Training Log: Entry 38
Training program is under process of totally being revamped from the beggining of this log. Changes are as follows:
Am finally able to do several leg exercises that were unavailable due
to stress fracture on left ankle. As a result, I am currently
training my kicks and able to do weighted leg exercises.
Having received video tape of my sparring "performance" has revealed to
me that I have been doing too much aimless bag training without aid of
a training partner with focus pads. My punches do not snap back,
and instead are more of a slow push rather than a quick "pop". As
such, my major focus whenever I do any sort of boxing training is to
pop my hands back as fast as possible when punching. This results
in a less "satisfying" feeling, but I know I'll appreciate the results.
Punching speed is "faster than a speeding building". As such, I
have encorperated more shadowboxing into my program, so that I can
develop punching speed independent of heavybag (which seems to
encourage bad habits).
Hands drop, once again a byproduct of having to train by myself.
It's become a major focus when hitting the heavy bag. I will
attempt to record my training for my own benefit.

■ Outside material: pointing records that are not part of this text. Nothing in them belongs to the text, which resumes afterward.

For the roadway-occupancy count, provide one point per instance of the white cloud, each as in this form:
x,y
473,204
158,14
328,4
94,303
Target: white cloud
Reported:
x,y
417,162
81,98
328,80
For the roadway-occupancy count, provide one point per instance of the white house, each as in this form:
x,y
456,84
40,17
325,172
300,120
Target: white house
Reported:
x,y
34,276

Amazingly, kick game has not deteriorated in spite of it's lack of
training, but my hands are still dropping majorly with this. Once
again, another focus.
Have gone from 5 minute rounds to 3 minute rounds on the bag. I
decided that the increased stamina was not worth the decreased
techincal skills that comes with "slugging" on the bag once I'm
winded. I'd rather practice with "perfect" form for 3 minutes
than less than perfect form for 5 minutes. I'll get my stamina
from my cardio.
And speaking of which, I'm actually impressed with how well my cardio
has been doing during my matches. The 2-3 weeks of HIIT
beforehand was definitely a help, but even when I had been slacking I
still managed to do alright for myself when it came to some 3 minute
rounds of sparring. I don't want to give up though. If
anything, I NEED more cardio, mainly because the techical skills are
still very poor, thus conditioning is going to need to be my advantage
until that improves. With my new class schedule, I should be able
to get some cardio in during the morning.

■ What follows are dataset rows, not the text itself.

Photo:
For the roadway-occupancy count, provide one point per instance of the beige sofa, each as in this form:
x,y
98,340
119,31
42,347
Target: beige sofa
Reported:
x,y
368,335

I desperately need to attend my martial arts classes. School got
complicated, but there's really no excuse beyond this. Hopefully
I can work some rides out. Not only am I missing instruction, but
I'm gathering a huge amount of ring rust from sparring only every 3
months or so.
Amazingly, after 2+ years out of wrestling, I still hold onto some of
the instincts. I managed a cross-face cradel in one of my
sparring matches over break. I'm still muscling everything
though. I honestly fear the day I encounter a stronger
fighter.
I'm going to be doing my best to make sure said day never happens
though. I am restructing my lifting entirely. As of this
point, I don't have the specifics, but the general split will be
Day 1: Chest/Triceps/Shoulders-weights
Day 2: Back/Traps/Biceps-weights
Day 3: Legs/Abs-weights
Day 4: Rest
Day 5: Chest/Triceps/Shoulders-bodyweight exercises (BWEs)
Day 6: Back/Traps/Biceps-BWEs
Day 7: Legs/Abs-BWEs
Said program should give me a good balance of both muscular strength
and endurance without bodybuilding. I'm actually very excited
about this program, and will post the results of whether or not it
"works". I still have time to figure out how exactly I'm going to
play it out.
Need to work my abs. A lot. Extremely weak area.

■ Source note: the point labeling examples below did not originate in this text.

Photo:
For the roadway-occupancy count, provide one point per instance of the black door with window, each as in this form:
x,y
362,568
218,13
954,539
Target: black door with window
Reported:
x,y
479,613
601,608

There's just so many schools of thought out there though. I'm
contemplating BWEing them everyday except my lifting day, but I
honestly don't know the best method to go about it. I need strong
abs for those body shots.
For those of you who have been reading, this a summary of how I've
changed in the past few months since said journal has been
started. I might make a habit of doing a sesmester evaluation.